There are a couple of things that we must point out before we move forward. First, Abel gave his best to God while his brother Cain gave some of his crops. 

Second, God accepted Abel and his best, but he did not accept Cain’s gift. 

At first glance, you might think, “Hey, that’s not very nice, God. Why couldn’t you have accepted Cain’s gift? Wasn’t it good enough for you?” The short answer to that is no. Cains’s gift wasn’t good enough for God. He is never satisfied with our some. He always wants our best

Does that mean you need to start giving more for God to accept you? No. You can never give enough to make God accept you. But he still wants your best and nothing less. 

So how do you become more like Abel and less like Cain? How can we be accepted by God instead of rejected? 

Here are three things we can learn from Abel to give our best instead of the some God doesn’t want.

Give with the right heart.

The difference between Cain & Abel comes down to a heart issue. They both knew what was right in God’s eyes. Cain just chose to ignore it. That’s why he threw a fit and looked so sad. 

Jesus teaches us that “where your treasure is, there your heart will be also.” (Matthew 6:21) Cain cared more about his stuff than he did surrendering his heart to God. Don’t let that be you.

Remember that what you give is holy, so give your best.

It would have been one thing if Cain only gave his brother some of his crops. That would have just ended up as a family issue. Abel could have said, “Hey, what do you expect? It’s Cain. He’s always been selfish” at the next family reunion.

But Cain wasn’t giving to his brother. He was giving to God, which makes all the difference in the world. That makes the gift holy.

For Cain to give some to God and pretend it was holy was like a slap to God’s face. It basically meant that Cain found whatever was lying around and the stuff he thought he wouldn’t use for himself and gave it to God as a holy gift. It was actually shameful.

That’s what separates Abel. He gave the best of the best to God. He remembered who he was giving to and that the gift itself becomes holy when you give to a holy God.

Leviticus 27:30 teaches us, “A tithe of everything from the land, whether grain from the soil or fruit from the trees, belongs to the Lord; it is holy to the Lord.” So, when you give to God, always remember that it’s a holy gift to a holy God. 

Give in faith and repentance.

If you notice, Cain gave fruit while Abel gave a sacrificial lamb. It was a faith offering of blood. This tells us that Abel came to God with a heart of faith and repentance, asking God for his mercy and forgiveness.

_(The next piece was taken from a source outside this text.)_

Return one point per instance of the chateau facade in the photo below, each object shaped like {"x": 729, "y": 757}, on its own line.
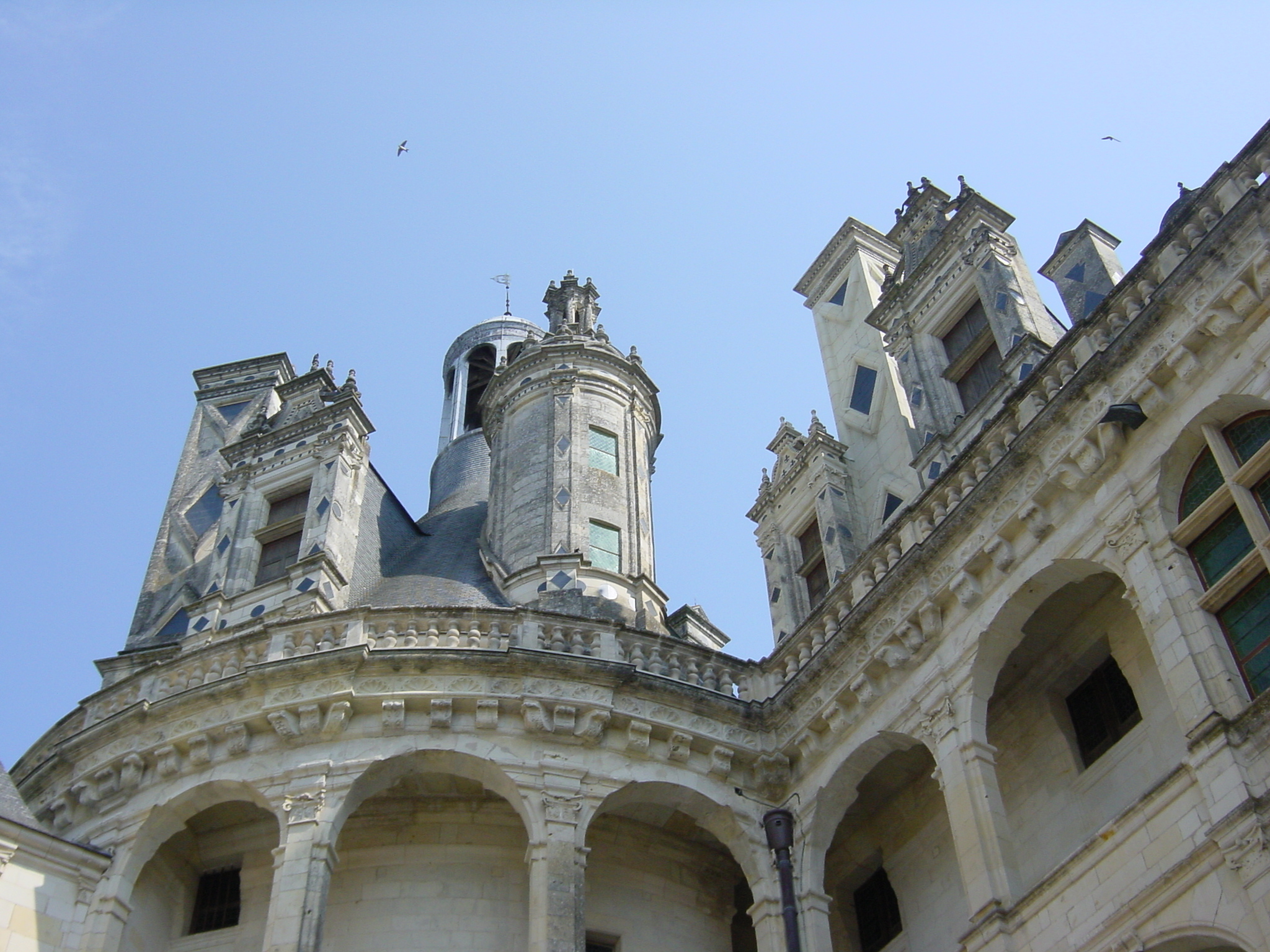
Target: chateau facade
{"x": 1020, "y": 610}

“It was by faith that Abel brought a more acceptable offering to God than Cain did. Abel’s offering gave evidence that he was a righteous man, and God showed his approval of his gifts. Although Abel is long dead, he still speaks to us by his example of faith.” (Hebrews 11:4)

Abel’s offering speaks to our need to come to God through faith in Jesus Christ. For we know that “without faith, it is impossible to please God.” (Hebrews 11:6) Cain had no faith, but Abel did.

Abel recognized that materialism couldn’t buy his way into a right relationship with God. Only faith could do that. The same goes for you.

“For you know that it was not with perishable things such as silver or gold that you were redeemed from the empty way of life handed down to you from your ancestors, but with the precious blood of Christ, a lamb without blemish or defect.” (1 Peter 1:18-19)

Jesus is our sacrificial lamb. Through faith in him, we offer God our best.